Unfortunately, people tend to lose much of this easy exuberance, trust, and simple faith as we age and leave behind the dependence of childhood and take on the independence of our adult years. It seems that we start to think that we need to possess all of the answers and have our responses to life figured out. This sets us up for both the appearance of arrogance and also for a false sense of self-determination and control. There is a fine balance to be achieved in all of this, for God has designed us to be thinking beings who take on responsibility and grow in wisdom and the strength that we require to serve Him well in our world. However, He also desires to remain involved and engaged with us as we go about doing His will, for God does not want any of his children to be separated from the influence of His Spirit or the fellowship and encouragement of His body.

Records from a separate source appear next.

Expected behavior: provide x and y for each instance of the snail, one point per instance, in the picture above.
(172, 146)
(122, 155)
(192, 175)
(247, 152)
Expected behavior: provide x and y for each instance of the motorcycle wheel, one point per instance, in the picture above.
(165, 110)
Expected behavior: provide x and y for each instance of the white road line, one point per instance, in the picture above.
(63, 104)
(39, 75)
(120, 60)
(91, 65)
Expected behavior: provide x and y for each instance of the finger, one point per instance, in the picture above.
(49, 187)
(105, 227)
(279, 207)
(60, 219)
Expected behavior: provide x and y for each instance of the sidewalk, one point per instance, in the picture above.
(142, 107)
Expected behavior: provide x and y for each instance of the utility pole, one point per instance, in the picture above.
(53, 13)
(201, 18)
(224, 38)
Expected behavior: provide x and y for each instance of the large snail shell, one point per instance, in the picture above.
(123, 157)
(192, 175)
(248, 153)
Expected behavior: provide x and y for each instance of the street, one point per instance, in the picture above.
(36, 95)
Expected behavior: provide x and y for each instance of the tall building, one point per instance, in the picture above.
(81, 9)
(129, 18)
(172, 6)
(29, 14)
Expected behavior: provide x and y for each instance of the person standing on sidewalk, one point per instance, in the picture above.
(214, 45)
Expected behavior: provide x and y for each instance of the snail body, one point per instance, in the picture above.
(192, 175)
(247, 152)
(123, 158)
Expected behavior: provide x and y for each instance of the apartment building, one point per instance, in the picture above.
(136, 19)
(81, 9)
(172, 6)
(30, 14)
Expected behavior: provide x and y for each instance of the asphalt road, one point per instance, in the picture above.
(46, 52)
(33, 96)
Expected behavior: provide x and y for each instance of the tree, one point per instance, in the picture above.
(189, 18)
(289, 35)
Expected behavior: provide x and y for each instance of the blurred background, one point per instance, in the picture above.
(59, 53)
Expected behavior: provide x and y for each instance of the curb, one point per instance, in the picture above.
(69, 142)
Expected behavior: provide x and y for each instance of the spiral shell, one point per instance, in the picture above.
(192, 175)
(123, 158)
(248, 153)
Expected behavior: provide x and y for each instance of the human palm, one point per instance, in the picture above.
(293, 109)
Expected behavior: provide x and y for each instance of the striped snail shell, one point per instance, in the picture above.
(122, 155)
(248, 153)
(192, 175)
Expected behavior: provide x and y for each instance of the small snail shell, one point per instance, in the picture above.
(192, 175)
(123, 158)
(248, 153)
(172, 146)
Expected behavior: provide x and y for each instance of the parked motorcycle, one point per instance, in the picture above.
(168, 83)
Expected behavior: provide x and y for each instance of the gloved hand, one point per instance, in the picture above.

Maturity in Christ is thus very different from the model of that advanced stage in life as it is often portrayed in our world. It is freeing in that it grants us permission to need the input and the involvement of others in our thoughts and actions. It also provides us with the ability to walk through our days in the company of others who are all seeking to serve the same Master with like-minded goals on view. We are set free to laugh out of the deep joy of Christ in our hearts and to cry with an openness that responds to the hurt and the pain that is all around us in this broken place. Childhood reentered in Christ is a blessing to our souls as it also brings that special sparkle of innocence and easy submission into a world that is too full of life’s heavy burdens. As adult children of the Father we are sent out on the great journey of service to God’s Kingdom while we are also held close in loving care and life-giving counsel and support.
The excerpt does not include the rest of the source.